There is, it must be said, nothing like as much subtlety or range on show in the TV’s colour palette as you would expect to see with a high-end 65-inch picture – a fact that results in a slightly patchy look to skin tones at times; a little colour banding; and a tendency for large patches of colour to look cartoonish in their simplicity. But there’s nothing truly nasty about any of this, so let’s glance again at the £1,200 price tag and move on.
The Finlux 65F8200 also exhibits a decent sense of sharpness with HD sources, especially high quality HD sources like Blu-rays. In fact things are a bit too sharp using the TV’s presets, which leads to an over-exaggeration of grain in HD sources. But this is readily resolved by reducing the set’s sharpness setting.
There’s also some motion blur to take the edge off the picture’s sharpness, and the shortage of colour resolution has a slight negative impact too. But HD pictures still look HD, and that’s about all you could expect at the 65F8200-T’s price level.
Although we mentioned motion blur a moment ago, it wouldn’t be fair on the 65F8200-T to leave a discussion of motion there. For actually the problem is nowhere near as extreme as we might have expected on such a crazy-cheap TV, leaving even football matches eminently watchable.
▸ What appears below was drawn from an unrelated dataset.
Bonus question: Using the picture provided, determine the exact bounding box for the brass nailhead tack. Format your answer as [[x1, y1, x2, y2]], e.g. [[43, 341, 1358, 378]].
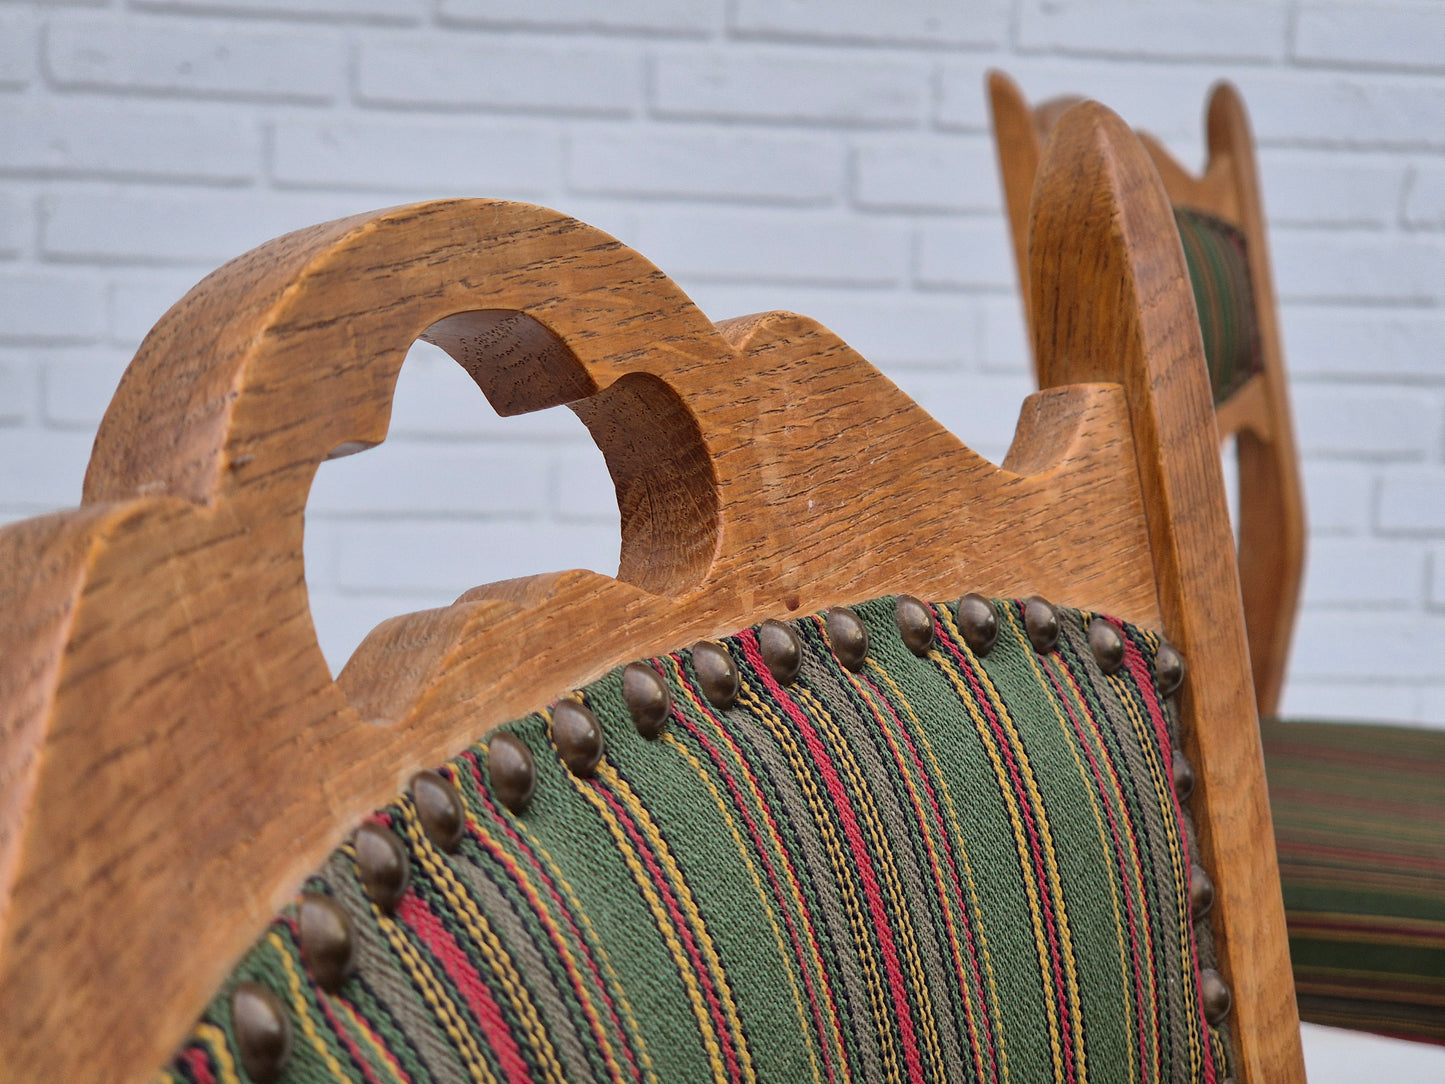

Well, as long as they’re HD football matches, anyway…
Try to watch a standard definition footie broadcast, however, and the Finlux 65F8200-T becomes much less impressive. The lack of quality in its upscaling processing is painfully exposed, leaving pictures looking fuzzy, soft and riddled with mosquito noise, jagged edges and unaddressed MPEG source compression noise. The sheer size of the screen, of course, also means there’s no hiding place for source noise.
In short, if you don’t try and live on as HD a diet as possible with your 65F8200-T, your eyes will hate you.
Shifting our gaze to the sort of dark content we earmarked earlier as being problematic, the key issue is all-too-predictable: severe amounts of backlight clouding. All four corners of our test screen during dark scenes exhibited clear patches of extra brightness versus most of the picture, and were joined by two or three other clear clouds in more central positions – including one pretty stark one right at the screen’s heart. What’s more, the clouding grows in intensity if you watch from even a slight – no more than 20 degrees – off-axis angle.
These light clouds are extremely distracting when you’re watching any predominantly dark sequence, providing as they do a constant unwanted reminder of the technology that’s producing the pictures.
This sort of clouding is always a concern with edge LED lighting, especially on very large screens. But it’s as bad as we’ve ever seen it on the Finlux 65F8200-T. What’s more, there’s nothing you can really do about it, as neither reducing the backlight nor brightness settings really has much impact.
You do, to be fair, notice the clouding less if you’re watching in lots of ambient light – but that’s hardly an ideal solution.
Making the backlight inconsistencies all the more unfortunate is the fact that the panel’s core black level response doesn’t actually look bad in the areas where there’s no clouding, providing a decent point of contrast with the set’s punchy colours. That said, there isn’t much in the way of shadow detail to be seen in dark areas, meaning dark scenes can end up looking a bit hollow and flat.